Eigenvalues of an element in a Weyl algebra I have an operator acting on the polynomial algebra $\mathbb{C}[x,y,z]$ that I would like to find the eigenvalues/eigenvectors of.  More specifically, let $P(x_1, \ldots, x_6)$ be a homogeneous polynomial, my operator has the form $P(x,y,z, \frac{\partial}{\partial x},  \frac{\partial}{\partial y},  \frac{\partial}{\partial z})$.  Are there any general strategies that could help me?  For instance, say my operator were: $$z^2y\frac{\partial^3}{\partial x^2 \partial y} + y^3z\frac{\partial^4}{\partial y^2 \partial z^2} + xz^2\frac{\partial^3}{\partial x \partial z^2}.$$  My actual operator is degree 6 and more complicated, but other than that the same type of object. Any thoughts or references on how to attack this type of problem will be very welcome. Thanks a lot!
EDIT: My first example-operator was very poorly chosen, since every monomial would automatically be an eigenvector. I have now altered it a little to avoid this. Keep in mind this was only an example to show what type of object I am considering, and I am looking for general strategies. None the less, thanks for the quick response. 

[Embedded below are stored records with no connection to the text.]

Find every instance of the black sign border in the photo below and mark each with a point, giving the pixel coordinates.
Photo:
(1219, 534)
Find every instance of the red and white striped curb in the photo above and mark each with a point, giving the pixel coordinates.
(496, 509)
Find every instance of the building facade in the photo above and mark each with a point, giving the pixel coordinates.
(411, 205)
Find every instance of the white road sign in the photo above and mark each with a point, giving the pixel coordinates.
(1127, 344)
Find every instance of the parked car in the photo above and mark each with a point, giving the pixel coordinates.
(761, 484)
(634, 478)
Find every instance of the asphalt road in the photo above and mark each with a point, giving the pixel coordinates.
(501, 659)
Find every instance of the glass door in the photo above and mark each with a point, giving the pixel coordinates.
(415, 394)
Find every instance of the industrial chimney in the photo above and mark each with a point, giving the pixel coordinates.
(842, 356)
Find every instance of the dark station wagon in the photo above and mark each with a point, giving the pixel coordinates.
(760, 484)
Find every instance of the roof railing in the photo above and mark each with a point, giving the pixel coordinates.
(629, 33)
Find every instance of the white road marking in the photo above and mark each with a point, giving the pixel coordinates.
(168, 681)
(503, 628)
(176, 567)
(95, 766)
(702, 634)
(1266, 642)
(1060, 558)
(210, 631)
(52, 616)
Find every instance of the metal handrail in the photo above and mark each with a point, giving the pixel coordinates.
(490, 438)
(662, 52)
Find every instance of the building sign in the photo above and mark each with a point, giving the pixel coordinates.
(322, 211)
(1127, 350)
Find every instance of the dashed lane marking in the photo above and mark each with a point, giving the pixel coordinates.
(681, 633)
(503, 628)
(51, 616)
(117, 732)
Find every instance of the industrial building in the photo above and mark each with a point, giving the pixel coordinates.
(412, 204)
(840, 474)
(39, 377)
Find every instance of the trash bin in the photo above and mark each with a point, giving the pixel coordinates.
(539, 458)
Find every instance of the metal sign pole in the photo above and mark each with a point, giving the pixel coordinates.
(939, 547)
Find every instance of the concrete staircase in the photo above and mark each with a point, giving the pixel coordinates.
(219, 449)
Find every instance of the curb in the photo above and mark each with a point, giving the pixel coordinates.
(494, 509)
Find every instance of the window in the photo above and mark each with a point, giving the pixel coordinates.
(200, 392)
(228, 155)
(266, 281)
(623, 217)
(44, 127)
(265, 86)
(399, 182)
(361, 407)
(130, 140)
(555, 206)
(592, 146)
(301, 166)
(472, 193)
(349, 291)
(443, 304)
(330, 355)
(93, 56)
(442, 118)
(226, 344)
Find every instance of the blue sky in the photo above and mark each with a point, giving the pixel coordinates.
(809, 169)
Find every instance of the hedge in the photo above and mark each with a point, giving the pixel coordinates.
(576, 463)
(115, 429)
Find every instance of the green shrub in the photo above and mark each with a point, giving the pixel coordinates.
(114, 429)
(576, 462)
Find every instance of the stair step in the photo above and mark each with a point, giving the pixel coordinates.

EDIT 2: I had misread the degree of my actual operator - it is 6. 
 A: If the polynomial $P(x_1, \ldots, x_6)$ is homogeneous of degree zero (where $x_1, x_2, x_3$ are considered of degree 1 and $x_4, x_5, x_6$ of degree -1), the computation of the eigenvalues/eigenvectors reduces to linear algebra. Indeed, since the operator $P(x,y,z, \frac{\partial}{\partial x},  \frac{\partial}{\partial y},  \frac{\partial}{\partial z})$ preserves total degree, it is enough to consider each graded piece $\mathbb{C}[x,y,z]_d$ separately, and the latter are finite-dimensional vector spaces on which the operator acts linearly. Your explicit example is of this kind.
If $P$ is of homogeneous of negative degree, then it can only have zero as an eigenvalue, since the associated operator is nilpotent. For $P$ of positive degree it also seems clear that the only possible is zero.
A: NB: This answers an old version of the question...
The differential operator in your example is very, very special: each monomial in $x$, $y$ and $z$ is an eigenvector, so it is in fact diagonalizes is the basis of monomials of $k[x,y,z]$!